Introduction
In order to avoid surprises while investigating performance issues because of bad database design at client side environment, we should have a review process of baseline database of high end products. Just to avoid confusion, baseline database is a product database that is specifically tailored for each client implementation. To give you a fairly visible idea of what we are saying here is that if a product database misses key performance index, then this index will get missed on every new implementation later on. These review processes make sure that over implementation quality standards have been met.
This tip can act as a baseline script which when executed can highlight violations against defined standard. So the rules are important. Let’s see how we can create rules using SQL Server/Oracle meta views.
Rules
Rules are simply defined standards that must be followed while designing databases. For example, most of the applications support audit reports which require each table to have certain audit fields like createdOn
, CreatedBy
, UpdatedOn
, UpdatedBy
. These fields highlighted here are meant for understanding purposes only, user of course can use their own fields for mandatory rules.
We will discuss the following rules for explanation purposes. The idea can be extended to any sort of rules one may have.
- Audit Field (
CREATED_ON
, CREATED_BY
, UPDATED_ON
, UPDATED_BY
) must be present in all tables - Audit Fields must not mark Nullable
Created_ON
/UPDATED_ON
should have a default date constraint CREATED_BY
/UPDATED_BY
field must be of type nvarchar
of size 30
- Same column names data type and size should match
- All tables must have a Primary Key Constraint
- Data Type mismatch Identified over SAME COLUMN name
Creating Tests
SQL can be used as a rule engine for validation verification purposes because SQL Server sys views contain huge information about everything SQL Server has. Hence, we have written Tests cases using same sys views for validating individual rules. Let's see each rule one by one.

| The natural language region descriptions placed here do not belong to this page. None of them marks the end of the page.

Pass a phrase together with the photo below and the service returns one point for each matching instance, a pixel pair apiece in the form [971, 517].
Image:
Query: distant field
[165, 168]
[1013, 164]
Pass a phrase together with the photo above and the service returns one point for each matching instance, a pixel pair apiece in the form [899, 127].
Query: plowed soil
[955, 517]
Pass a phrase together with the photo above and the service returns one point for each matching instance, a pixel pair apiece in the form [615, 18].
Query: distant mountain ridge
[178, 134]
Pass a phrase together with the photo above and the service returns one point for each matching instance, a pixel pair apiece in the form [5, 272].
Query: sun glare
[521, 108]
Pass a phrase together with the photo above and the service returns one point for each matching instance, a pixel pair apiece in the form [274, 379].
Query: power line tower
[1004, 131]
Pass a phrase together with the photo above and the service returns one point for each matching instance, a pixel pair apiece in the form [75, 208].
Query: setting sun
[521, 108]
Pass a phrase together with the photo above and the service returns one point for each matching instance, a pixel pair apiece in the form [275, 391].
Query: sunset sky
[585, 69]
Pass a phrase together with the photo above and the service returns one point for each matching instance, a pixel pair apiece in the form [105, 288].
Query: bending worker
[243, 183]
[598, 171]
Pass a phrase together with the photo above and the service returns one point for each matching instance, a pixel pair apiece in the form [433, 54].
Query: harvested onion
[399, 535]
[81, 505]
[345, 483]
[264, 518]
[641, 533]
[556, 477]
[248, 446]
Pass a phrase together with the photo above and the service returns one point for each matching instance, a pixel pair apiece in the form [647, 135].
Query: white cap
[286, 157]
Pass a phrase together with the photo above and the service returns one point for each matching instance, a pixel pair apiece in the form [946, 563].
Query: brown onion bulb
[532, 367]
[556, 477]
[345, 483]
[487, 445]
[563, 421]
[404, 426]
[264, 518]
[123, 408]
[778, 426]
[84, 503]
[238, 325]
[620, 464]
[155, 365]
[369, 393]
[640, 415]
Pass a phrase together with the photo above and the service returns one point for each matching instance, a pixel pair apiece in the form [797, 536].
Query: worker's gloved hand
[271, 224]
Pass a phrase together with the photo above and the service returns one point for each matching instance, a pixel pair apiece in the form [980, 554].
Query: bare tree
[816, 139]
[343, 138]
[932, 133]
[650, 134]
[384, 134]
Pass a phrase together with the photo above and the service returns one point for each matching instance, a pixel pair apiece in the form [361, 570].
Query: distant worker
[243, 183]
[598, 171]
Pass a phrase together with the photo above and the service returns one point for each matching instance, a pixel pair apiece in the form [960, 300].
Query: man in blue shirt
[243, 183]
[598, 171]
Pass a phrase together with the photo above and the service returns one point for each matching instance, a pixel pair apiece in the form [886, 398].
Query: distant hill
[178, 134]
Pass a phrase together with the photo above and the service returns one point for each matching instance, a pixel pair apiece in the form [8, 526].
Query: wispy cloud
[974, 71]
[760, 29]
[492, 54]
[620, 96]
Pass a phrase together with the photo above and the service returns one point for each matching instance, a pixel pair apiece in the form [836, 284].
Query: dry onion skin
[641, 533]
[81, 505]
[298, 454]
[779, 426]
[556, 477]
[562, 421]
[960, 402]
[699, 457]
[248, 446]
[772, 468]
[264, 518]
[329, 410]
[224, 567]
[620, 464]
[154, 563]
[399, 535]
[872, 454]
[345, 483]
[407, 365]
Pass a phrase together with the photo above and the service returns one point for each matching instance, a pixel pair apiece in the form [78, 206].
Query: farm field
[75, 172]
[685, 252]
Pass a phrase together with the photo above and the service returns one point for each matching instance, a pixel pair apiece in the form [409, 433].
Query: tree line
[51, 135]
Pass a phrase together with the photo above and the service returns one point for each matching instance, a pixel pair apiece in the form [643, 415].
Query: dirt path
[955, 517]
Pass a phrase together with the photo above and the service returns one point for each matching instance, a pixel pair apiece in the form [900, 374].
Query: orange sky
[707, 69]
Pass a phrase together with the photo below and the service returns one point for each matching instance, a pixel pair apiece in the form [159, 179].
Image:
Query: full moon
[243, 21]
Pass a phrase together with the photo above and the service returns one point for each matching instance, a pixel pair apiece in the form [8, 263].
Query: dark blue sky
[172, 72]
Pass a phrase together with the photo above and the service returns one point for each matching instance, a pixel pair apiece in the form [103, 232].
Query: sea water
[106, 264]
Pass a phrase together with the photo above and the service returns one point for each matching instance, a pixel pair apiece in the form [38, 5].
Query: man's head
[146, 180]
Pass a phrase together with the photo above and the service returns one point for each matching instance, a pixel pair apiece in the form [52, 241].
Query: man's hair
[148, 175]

Audit Fields Must Be Present in All Tables
Finding tables that do not have a certain column is easy, all we have to do is to look at sys.tables
/columns views and apply the appropriate filters to get the desired result. The below approach is not an ideal approach but it gets the job done!
select distinct 'Audit Field Not Found' as reason, t.name, 'UPDATED_BY' as fieldname
from sys.tables t
left outer join
(
select distinct t.name
from sys.tables t
inner join sys.columns c on c.object_id = t.object_id
where c.name = 'UPDATED_BY'
) tmp on t.name = tmp.name
where tmp.name is null
union all
select 'Audit Field Not Found' as reason, t.name, 'CREATED_BY' as fieldname
from sys.tables t
left outer join
(
select distinct t.name
from sys.tables t
inner join sys.columns c on c.object_id = t.object_id
where c.name = 'CREATED_BY'
) tmp on t.name = tmp.name
where tmp.name is null
union all
select 'Audit Field Not Found' as reason, t.name, 'CREATED_ON' as fieldname
from sys.tables t
left outer join
(
select distinct t.name
from sys.tables t
inner join sys.columns c on c.object_id = t.object_id
where c.name = 'CREATED_ON'
) tmp on t.name = tmp.name
where tmp.name is null
union all
select 'Audit Field Not Found' as reason, t.name, 'UPDATED_ON' as fieldname
from sys.tables t
left outer join
(
select distinct t.name
from sys.tables t
inner join sys.columns c on c.object_id = t.object_id
where c.name = 'UPDATED_ON'
) tmp on t.name = tmp.name
where tmp.name is null
select distinct 'Audit Field Not Found' as reason, t.table_name, 'updated_by' as fieldname
from user_tables t
left outer join user_tab_columns c on t.table_name = c.table_name and c.column_name in _
('UPDATED_BY')
where c.column_name is null
union all
select distinct 'Audit Field Not Found' as reason, t.table_name, 'created_by' as fieldname
from user_tables t
left outer join user_tab_columns c on t.table_name = c.table_name and c.column_name in _
('CREATED_BY')
where c.column_name is null
union all
select distinct 'Audit Field Not Found' as reason, t.table_name, 'created_on' as fieldname
from user_tables t
left outer join user_tab_columns c on t.table_name = c.table_name and c.column_name in _
('CREATED_ON')
where c.column_name is null
union all
select distinct 'Audit Field Not Found' as reason, t.table_name, 'updated_on' as fieldname
from user_tables t
left outer join user_tab_columns c on t.table_name = c.table_name and c.column_name in _
('UPDATED_ON')
where c.column_name is null
All Audit Fields Must Not Be Marked as Nullable
Audit fields are mandatory by nature hence can't be Nullable
. The below query identifies all tables that are violating this rule.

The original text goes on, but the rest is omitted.